Consider for simplicity the case where $M$ can be covered by two coordinate charts $\phi_i \colon U_i \rightarrow M$. Then we only have a single non-trivial transition map $\phi_2^{-1} \circ \phi_1$ defined on $V = \phi_1^{-1}(\phi_1(U_1) \cap \phi_2(U_2)) \subseteq M_1$. The other transition maps are the identity maps $\phi_i^{-1} \circ \phi_i$ which have a positive Jacobian determinant and $\phi_1^{-1} \circ \phi_2$ which is the inverse of $\phi_2^{-1} \circ \phi_1$ and so the Jacobian determinants of $\phi_2^{-1} \circ \phi_1, \phi_2^{-1} \circ \phi_1$ have the same sign.
Assume first that $V$ is connected.
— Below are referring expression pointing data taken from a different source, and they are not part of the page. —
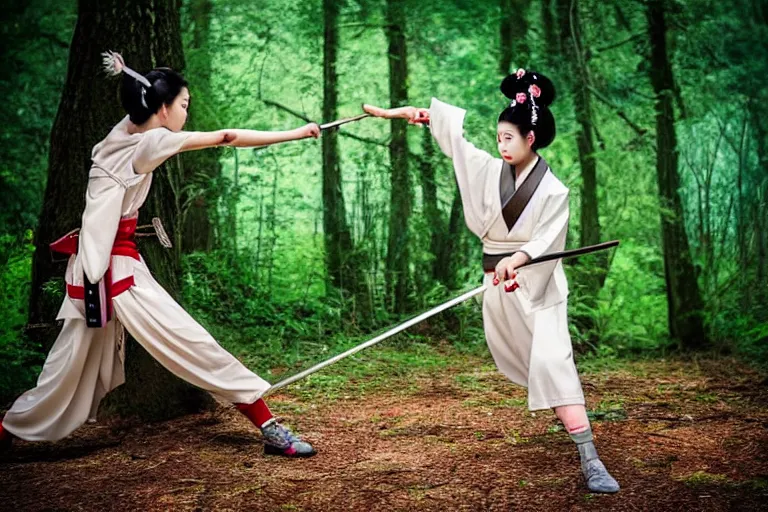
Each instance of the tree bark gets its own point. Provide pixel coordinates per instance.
(400, 203)
(683, 295)
(343, 269)
(202, 169)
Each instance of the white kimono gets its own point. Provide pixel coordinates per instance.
(85, 363)
(527, 330)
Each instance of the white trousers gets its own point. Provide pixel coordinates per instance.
(86, 363)
(532, 349)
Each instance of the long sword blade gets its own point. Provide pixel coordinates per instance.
(432, 312)
(340, 122)
(377, 339)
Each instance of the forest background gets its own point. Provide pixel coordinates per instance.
(291, 253)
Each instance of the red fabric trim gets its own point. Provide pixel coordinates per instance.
(78, 292)
(257, 412)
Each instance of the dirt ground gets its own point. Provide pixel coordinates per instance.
(676, 435)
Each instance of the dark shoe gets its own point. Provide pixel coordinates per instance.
(279, 440)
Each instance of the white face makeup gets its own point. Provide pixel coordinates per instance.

Then we will have either $\det D(\phi_2^{-1} \circ \phi_1) > 0$ on the whole of $V$ and so the charts induce an orientation on $M$ or $\det D(\phi_2^{-1} \circ \phi_1) < 0$ on the whole of $V$. In the second case, by modifying one of the charts (say, by switching two coordinates or negating a coordinate) we can get an equivalent collection of charts for which $\det D(\phi_2^{-1} \circ \phi_1) > 0$ and so again an orientation.
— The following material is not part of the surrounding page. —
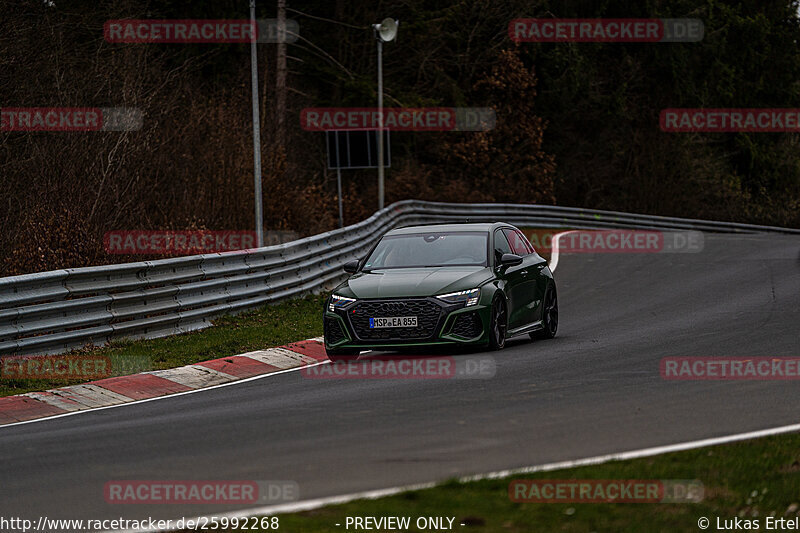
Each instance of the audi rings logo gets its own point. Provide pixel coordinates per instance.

However, if $V$ is not connected, then $\det D(\phi_2^{-1} \circ \phi_1)$ will have constant sign on each connected component of $V$ but in general, there isn't any modification we can do to one of the charts that will guarantee that $\det D(\phi_2^{-1} \circ \phi_1)$ will be positive. If $V$ has two connected components on which $\det D(\phi_2^{-1} \circ \phi_1)$ has different sign, then by modifying $\phi_i$ in the way described above will only switch the sign of the components.
In general, a conformal structure on a manifold is an equivalence class of Riemannian metrics and one can talk about conformal structures on non-orientable manifolds so you need to give more context so that your question makes sense.